Covid 19 : Employeur, pensez à mettre à jour votre document unique d’évaluation des risques professionnels

articles

Covid 19 : Employeur, pensez à mettre à jour votre document unique d’évaluation des risques professionnels

Hortense de Saint Remy, avocat associé
et Valérie Le Roux, avocat à la cour


Alors que le chômage partiel et le télétravail s’organisent au fur et à mesure dans un nombre important d’entreprises, la sécurité des salariés qui ne peuvent bénéficier de tels dispositifs et qui sont contraints de se rendre sur le lieu de travail inquiète.

C’est l’occasion de rappeler qu’il appartient à l’employeur de prendre les mesures nécessaires pour assurer la sécurité et la protection de la santé de ses salariés, notamment en mettant à jour le document unique d’évaluation des risques professionnels.

  1. Quelles sont les obligations de l’employeur ?

Dans le cadre de son obligation de préservation de la santé des salariés, l’article L4121-3 du code du travail impose à l’employeur de procéder à une évaluation des risques professionnels qui doivent être retranscrits dans un document unique mis à jour au moins une fois par an ainsi qu’à l’occasion de tout évènement intéressant l’évaluation d’un risque dans une unité de travail.

 La DGT l’a récemment confirmé dans son document de « questions-réponses » : « L’actualisation du document unique d’évaluation des risques prévue à l’article R. 4121-2 du Code du travail est nécessaire du fait de l’épidémie actuelle liée au virus COVID-19 ».

Cette actualisation vise à identifier les situations de travail pour lesquelles les conditions de transmission du coronavirus peuvent se trouve réunies.

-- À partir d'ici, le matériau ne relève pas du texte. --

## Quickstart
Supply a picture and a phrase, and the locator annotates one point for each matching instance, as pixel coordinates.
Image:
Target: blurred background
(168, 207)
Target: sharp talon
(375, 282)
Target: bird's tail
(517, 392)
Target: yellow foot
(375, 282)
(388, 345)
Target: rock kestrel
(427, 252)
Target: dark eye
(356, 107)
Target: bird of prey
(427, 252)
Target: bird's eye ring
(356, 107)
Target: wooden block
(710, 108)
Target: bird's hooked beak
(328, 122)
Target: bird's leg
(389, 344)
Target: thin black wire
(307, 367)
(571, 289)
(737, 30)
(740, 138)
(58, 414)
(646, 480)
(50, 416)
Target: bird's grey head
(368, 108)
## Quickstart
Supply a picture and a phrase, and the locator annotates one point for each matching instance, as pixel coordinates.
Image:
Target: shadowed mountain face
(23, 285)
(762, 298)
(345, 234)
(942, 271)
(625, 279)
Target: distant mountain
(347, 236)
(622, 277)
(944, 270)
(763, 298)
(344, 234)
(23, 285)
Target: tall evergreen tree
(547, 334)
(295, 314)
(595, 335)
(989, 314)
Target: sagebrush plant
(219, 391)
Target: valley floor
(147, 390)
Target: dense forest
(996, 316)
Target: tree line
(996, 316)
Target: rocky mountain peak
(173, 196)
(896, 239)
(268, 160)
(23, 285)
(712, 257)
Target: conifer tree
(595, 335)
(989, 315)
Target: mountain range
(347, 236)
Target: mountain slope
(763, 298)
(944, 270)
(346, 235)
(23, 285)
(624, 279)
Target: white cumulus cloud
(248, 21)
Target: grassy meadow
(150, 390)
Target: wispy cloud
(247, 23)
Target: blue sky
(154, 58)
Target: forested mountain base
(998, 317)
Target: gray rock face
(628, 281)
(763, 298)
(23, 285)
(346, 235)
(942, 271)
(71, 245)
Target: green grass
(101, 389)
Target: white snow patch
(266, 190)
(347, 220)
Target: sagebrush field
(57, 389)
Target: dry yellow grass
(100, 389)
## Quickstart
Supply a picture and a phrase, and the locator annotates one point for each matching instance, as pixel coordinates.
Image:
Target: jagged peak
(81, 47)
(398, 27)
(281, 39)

  1. Comment mettre à jour le document unique ?

Pour guider les employeurs dans la mise à jour de ce document, le gouvernement a identifié plusieurs critères qui amplifient le risque de contamination : même lieu de vie, contact direct à moins d’un mètre lors d’une toux, d’un éternuement ou discussion de plus de 15 minutes en l’absence de mesures de protection, contact des mains non lavées, …

 Il appartient à l’employeur d’identifier les situations dans lesquelles ces risques sont accrus afin de prendre les mesures tendant à éviter ou réduire l’exposition des salariés.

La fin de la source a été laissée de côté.